External Accessory Framework

This provides support for communicating with hardware attached to an iOS device. The framework offers a way to recognize accessories and initiate communications. Afterwards, the iOS device may manipulate the device directly depending on the commands it supports.

Generic Security Services Framework

Introduced in iOS 5.0. The GSS framework provides a standard set of security-related services to iOS applications. The standard, however, does not support credential management despite it being a requirement in many applications. iOS, however, makes an addition for this.

Security Framework

The interface provides interfaces for managing certificates, public and private keys and trust policies. It features generation of cryptographically secure pseudorandom numbers. Secure storage repositories (certificates and cryptographic keys in the keychain) (iOS Technology Overview 44). Additional support in the Common Crypto library includes symmetric encryption, HMAC, and digests. The digests feature offers features compatible to the OpenSSL library a feature absent in iOS. Sharing keychain information among multiple applications helps lessen authentication prompts amongst the users.

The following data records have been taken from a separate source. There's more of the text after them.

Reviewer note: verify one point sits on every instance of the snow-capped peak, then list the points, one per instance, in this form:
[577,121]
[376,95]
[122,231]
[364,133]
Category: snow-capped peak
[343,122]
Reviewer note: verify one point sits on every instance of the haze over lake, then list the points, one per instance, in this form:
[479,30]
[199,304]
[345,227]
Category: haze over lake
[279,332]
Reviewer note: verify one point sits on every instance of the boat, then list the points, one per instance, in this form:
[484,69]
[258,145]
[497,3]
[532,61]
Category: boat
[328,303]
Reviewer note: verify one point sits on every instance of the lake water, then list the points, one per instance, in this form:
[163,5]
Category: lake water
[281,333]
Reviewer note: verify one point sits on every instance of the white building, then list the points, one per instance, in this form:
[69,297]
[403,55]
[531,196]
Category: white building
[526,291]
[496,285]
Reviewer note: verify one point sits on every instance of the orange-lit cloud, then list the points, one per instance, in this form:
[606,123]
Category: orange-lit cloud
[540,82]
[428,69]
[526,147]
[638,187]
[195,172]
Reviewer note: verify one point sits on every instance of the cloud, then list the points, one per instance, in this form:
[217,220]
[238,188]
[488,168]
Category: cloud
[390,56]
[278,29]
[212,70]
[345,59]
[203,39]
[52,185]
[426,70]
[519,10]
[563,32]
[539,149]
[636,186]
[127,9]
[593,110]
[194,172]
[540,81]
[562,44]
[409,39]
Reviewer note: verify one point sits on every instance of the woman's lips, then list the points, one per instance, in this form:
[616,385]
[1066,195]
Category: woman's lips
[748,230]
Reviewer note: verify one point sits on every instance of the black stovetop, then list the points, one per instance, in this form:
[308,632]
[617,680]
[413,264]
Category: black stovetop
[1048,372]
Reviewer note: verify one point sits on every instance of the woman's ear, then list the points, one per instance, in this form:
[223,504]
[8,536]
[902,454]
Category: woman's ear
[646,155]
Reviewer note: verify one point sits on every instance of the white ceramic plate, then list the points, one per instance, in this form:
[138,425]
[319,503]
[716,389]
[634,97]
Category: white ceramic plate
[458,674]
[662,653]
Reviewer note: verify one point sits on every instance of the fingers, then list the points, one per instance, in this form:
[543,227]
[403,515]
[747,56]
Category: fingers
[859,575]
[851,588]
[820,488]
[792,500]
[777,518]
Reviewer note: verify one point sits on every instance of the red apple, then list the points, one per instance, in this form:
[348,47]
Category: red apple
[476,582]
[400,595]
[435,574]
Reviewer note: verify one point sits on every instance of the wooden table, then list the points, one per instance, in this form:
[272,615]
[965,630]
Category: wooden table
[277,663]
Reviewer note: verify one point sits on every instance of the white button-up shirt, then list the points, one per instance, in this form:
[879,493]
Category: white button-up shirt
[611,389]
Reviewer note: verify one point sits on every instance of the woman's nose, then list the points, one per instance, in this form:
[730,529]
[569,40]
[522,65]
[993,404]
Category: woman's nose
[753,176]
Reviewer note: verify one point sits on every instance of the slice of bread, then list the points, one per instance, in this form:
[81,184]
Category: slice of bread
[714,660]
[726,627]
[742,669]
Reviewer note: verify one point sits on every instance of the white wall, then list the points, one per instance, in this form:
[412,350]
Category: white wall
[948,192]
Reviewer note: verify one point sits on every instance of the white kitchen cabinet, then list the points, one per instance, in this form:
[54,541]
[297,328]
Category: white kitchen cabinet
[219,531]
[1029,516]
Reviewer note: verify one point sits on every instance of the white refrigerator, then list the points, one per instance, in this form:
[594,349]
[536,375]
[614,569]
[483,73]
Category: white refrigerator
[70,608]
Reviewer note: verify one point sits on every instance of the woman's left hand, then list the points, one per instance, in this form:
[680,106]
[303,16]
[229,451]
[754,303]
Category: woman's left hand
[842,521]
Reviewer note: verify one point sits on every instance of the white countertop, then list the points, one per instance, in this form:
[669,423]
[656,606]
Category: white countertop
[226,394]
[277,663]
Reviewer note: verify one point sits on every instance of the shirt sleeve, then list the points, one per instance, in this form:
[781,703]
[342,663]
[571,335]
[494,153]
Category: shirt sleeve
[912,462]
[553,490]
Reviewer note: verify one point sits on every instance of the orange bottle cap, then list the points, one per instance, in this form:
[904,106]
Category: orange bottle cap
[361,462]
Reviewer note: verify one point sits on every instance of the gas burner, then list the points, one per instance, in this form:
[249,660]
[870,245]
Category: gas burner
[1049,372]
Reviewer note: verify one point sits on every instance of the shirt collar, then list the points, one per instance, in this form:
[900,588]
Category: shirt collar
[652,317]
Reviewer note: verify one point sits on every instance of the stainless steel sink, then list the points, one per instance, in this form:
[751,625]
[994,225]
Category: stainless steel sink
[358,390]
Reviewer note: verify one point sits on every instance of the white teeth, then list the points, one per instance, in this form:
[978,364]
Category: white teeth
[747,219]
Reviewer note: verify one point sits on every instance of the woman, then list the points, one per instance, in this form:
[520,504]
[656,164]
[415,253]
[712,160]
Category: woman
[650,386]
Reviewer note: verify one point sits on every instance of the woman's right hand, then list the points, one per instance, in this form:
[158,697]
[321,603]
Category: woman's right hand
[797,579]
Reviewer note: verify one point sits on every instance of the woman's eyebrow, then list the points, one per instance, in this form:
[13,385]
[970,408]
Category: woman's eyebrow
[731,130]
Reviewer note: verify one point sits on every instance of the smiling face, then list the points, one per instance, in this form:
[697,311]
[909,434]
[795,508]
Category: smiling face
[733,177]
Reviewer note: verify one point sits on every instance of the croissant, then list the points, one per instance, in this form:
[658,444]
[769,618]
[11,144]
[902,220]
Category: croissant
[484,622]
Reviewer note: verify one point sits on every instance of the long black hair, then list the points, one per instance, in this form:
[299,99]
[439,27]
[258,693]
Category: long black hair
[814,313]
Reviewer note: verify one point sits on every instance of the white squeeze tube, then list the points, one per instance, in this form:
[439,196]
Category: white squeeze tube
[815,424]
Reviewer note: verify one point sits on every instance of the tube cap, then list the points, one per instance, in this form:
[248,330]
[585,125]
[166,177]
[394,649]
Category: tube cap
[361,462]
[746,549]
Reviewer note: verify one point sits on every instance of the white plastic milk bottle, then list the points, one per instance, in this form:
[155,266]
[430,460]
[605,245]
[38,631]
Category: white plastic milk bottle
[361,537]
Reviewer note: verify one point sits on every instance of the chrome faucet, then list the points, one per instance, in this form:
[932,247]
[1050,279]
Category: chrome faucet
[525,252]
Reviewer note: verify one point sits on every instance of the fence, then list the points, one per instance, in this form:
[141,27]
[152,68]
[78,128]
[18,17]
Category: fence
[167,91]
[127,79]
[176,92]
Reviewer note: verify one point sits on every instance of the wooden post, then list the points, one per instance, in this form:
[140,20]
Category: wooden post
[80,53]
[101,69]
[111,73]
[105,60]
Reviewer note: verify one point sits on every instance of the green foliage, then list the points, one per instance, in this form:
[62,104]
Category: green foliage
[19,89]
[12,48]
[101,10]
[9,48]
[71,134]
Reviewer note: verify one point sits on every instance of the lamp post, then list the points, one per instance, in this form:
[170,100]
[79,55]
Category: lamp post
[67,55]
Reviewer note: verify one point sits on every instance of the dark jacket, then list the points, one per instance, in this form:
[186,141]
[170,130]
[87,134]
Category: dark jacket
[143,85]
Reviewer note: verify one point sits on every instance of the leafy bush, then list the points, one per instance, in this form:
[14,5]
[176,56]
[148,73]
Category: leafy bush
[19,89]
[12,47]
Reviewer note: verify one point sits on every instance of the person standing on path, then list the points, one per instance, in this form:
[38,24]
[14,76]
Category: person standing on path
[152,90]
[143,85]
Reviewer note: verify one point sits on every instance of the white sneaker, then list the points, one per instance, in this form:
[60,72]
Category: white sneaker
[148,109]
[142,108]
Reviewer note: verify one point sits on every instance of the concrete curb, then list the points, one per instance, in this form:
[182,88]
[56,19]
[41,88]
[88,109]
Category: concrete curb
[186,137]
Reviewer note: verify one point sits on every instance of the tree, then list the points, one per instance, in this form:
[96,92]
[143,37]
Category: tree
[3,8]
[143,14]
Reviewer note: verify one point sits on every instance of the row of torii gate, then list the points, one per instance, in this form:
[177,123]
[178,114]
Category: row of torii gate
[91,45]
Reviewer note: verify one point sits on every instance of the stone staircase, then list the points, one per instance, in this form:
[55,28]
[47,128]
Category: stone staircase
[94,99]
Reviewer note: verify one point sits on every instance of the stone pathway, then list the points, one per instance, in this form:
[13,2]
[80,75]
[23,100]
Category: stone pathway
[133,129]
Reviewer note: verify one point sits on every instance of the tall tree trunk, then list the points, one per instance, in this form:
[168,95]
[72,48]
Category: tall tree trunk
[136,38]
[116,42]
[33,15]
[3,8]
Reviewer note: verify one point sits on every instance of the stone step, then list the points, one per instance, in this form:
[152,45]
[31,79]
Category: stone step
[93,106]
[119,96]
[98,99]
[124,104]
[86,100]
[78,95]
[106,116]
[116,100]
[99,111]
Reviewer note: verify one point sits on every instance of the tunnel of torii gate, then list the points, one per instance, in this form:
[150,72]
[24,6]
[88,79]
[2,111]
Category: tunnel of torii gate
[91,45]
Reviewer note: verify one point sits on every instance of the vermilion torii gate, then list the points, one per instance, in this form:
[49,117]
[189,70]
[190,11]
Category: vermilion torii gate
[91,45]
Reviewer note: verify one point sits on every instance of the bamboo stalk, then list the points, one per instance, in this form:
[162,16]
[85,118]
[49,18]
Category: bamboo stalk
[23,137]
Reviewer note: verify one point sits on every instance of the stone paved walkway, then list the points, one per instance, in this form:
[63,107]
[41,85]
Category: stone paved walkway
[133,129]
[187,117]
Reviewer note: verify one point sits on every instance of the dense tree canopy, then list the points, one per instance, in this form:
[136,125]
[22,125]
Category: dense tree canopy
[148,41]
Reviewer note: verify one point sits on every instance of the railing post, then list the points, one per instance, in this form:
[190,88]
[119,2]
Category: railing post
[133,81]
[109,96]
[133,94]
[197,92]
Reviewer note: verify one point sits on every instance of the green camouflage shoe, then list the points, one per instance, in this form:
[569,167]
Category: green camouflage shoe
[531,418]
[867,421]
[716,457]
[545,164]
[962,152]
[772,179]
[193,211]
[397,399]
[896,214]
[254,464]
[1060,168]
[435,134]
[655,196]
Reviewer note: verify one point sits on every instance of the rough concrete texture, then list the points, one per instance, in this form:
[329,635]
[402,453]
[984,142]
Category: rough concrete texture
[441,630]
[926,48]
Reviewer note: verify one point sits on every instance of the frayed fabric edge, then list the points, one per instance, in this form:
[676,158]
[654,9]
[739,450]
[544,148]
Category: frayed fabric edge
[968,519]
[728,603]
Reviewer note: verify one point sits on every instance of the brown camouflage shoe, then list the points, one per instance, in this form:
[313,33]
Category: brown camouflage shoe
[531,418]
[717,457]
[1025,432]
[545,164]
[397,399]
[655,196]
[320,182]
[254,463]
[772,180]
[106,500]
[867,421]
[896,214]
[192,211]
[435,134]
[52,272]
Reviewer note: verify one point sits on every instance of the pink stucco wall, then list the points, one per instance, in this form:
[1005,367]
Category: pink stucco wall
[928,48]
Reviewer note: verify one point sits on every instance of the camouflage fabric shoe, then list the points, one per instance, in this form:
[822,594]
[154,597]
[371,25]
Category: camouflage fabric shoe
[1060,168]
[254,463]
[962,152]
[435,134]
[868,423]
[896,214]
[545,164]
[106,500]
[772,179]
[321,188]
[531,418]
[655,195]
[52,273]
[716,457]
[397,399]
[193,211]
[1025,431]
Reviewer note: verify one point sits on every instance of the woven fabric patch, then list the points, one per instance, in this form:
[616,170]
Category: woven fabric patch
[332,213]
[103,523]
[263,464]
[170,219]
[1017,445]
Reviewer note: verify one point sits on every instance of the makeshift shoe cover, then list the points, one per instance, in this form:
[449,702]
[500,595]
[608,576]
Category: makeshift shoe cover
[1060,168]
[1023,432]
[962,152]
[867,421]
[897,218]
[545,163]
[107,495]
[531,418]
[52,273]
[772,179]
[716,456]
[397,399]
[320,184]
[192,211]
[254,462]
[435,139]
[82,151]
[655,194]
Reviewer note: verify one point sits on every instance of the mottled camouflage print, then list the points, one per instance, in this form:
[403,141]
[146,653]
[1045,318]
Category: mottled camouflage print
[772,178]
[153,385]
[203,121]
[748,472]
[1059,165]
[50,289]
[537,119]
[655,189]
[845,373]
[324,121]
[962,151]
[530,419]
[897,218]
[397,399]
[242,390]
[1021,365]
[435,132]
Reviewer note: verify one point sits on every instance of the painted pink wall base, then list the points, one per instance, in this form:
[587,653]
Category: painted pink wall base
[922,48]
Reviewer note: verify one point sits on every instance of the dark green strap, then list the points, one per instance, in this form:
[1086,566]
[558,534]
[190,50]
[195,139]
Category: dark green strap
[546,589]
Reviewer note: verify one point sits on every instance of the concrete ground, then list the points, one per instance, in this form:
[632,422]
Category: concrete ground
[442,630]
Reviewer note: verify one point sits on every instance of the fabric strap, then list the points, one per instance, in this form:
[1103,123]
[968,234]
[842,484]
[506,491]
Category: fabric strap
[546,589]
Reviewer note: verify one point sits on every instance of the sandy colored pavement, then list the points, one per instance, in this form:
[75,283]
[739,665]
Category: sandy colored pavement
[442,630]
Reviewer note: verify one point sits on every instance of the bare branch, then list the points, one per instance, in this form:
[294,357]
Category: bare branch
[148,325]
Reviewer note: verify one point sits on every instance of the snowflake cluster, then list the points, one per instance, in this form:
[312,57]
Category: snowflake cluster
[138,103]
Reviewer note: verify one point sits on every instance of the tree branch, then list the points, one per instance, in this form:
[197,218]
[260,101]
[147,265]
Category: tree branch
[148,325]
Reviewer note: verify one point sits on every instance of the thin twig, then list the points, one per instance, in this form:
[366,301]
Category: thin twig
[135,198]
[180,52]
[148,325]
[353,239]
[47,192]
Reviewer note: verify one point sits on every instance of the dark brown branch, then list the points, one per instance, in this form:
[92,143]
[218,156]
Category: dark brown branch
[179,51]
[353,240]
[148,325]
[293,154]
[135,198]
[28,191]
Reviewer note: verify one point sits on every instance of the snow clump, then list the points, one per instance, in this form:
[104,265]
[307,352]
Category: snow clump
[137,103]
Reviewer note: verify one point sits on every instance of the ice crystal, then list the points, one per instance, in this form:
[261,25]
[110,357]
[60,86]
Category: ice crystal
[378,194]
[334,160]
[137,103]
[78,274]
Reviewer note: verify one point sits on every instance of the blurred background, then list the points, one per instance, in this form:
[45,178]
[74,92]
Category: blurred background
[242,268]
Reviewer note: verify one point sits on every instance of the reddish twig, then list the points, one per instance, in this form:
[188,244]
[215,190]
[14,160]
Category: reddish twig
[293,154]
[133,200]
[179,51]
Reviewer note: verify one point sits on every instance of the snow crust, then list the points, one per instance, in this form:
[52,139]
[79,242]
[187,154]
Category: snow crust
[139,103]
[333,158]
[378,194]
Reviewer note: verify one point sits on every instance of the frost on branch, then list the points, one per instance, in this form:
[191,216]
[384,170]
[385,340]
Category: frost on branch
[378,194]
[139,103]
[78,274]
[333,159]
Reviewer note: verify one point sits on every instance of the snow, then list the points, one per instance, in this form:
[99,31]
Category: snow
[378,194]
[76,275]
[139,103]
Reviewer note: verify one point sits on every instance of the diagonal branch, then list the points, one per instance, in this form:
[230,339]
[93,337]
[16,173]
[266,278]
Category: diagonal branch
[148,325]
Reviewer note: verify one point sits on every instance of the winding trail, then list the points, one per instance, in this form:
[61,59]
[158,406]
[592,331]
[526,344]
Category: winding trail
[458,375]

At the system level is the kernel environment, the drivers and the low-level Unix interfaces of the operating system. The kernel regulates the functioning of the operating system. It manages memory, processing (threads) file system, networking and interprocess communication. Drivers in this layer interface with the system frameworks and the hardware available. Interfaces for accessing the low-level features are C-based, and through the LibSystem library you can access among many other things threading, file-system access, standard I/O, memory management and networking (iOS Technology Overview 45).”

Works Cited

Kanoi, Miss Priyanka V., and Yavatmal Jdiet. "Internal structure of iOS and Building tools for iOS applications." International Journal Of Computer Science And Applications 6.2 (2013): 220-225.